The CAT’s view was that its own control over approval of payments to a funder, although it would clearly be influenced by the Proceeds, does not “give rise to an agreement between the funder and the PCR by which the amount payable to the funder is determined by reference to the amount of the financial benefit obtained by the PCR.” It should again to be noted that clause 11.1.1, which was operative alone on the CAT’s reading, was not triggered by reference to an amount of financial benefit obtained. This contrasts with the LFA being used in opt-out proceedings scrutinised in the PACCAR case itself, which, while acknowledging control of the amount of payment by the CAT under Rule 93, was still shaped as an intended percentage of damages, if available (see paragraphs 98-99 of PACCAR).
More LFAs under scrutiny
Sony Interactive has indicated the CAT’s willingness to avoid DBA questions for LFAs which suitably tailor their payment mechanisms to make damages-based elements at most optional. There are other movements to look out for in the near future.
Earlier in November 2023, the CAT certified a collective action against Apple for allegedly intentionally disguising faulty batteries. While the funding arrangements of that action were being re-considered in light of PACCAR, the CAT has not been asked to make any ruling but may be required to certify the agreement in the near future. Meanwhile, Mastercard and Visa have argued in a hearing before the CAT that the funding arrangements of four proposed class action claims against the card companies are unenforceable following PACCAR. Judgment is pending.
Government moves to limited reform
While funders have been adjusting their agreements in the wake of PACCAR, on 15 November 2023 the UK government proposed an amendment to the Digital Markets, Competition and Consumers Bill which would allow the use of litigation funding agreements in opt-out collective competition actions. It does so by proposing an amendment in turn to section 47C CA to delete reference to “claims management services”. In taking this approach, it excludes general third-party funders from the prohibition on DBAs in such actions, since PACCAR was based on third party funders fitting the role of claims management services.

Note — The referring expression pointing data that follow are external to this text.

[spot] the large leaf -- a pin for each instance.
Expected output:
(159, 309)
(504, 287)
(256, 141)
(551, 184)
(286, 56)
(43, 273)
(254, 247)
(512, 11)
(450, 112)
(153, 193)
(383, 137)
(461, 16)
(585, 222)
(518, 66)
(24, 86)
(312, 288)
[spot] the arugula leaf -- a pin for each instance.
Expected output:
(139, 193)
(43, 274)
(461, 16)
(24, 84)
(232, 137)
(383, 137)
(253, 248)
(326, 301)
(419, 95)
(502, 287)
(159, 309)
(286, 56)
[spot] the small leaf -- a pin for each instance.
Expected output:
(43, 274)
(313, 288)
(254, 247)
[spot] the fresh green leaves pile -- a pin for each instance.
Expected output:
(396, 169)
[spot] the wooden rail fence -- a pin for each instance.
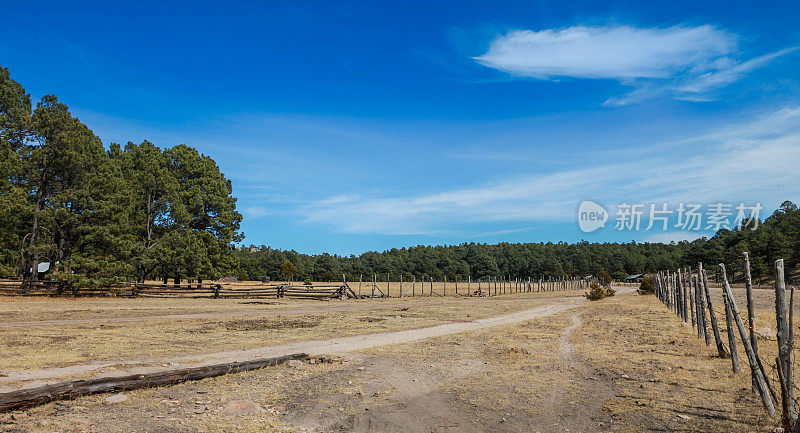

However, in amending specifically section 47C CA, and not section 58AA CLSA, the more general issue of LFAs potentially being DBAs, and needing to comply with the DBA Regulations to be enforceable, remains. And that also means that the actual outcome of PACCAR would not have been different if the proposed reform had already been in place, since the LFAs in that case did not comply with the DBA Regulations in any event.
The current proposed revision to the CA will be debated in the House of Lords before the end of this year, but pushes for broader reform are expected. Indeed, in 2019, a proposed replacement for the DBA Regulations was drafted at the request of the Ministry of Justice, which would have excluded purely funding arrangements, as opposed to litigation or advocacy services agreements, from its scope altogether.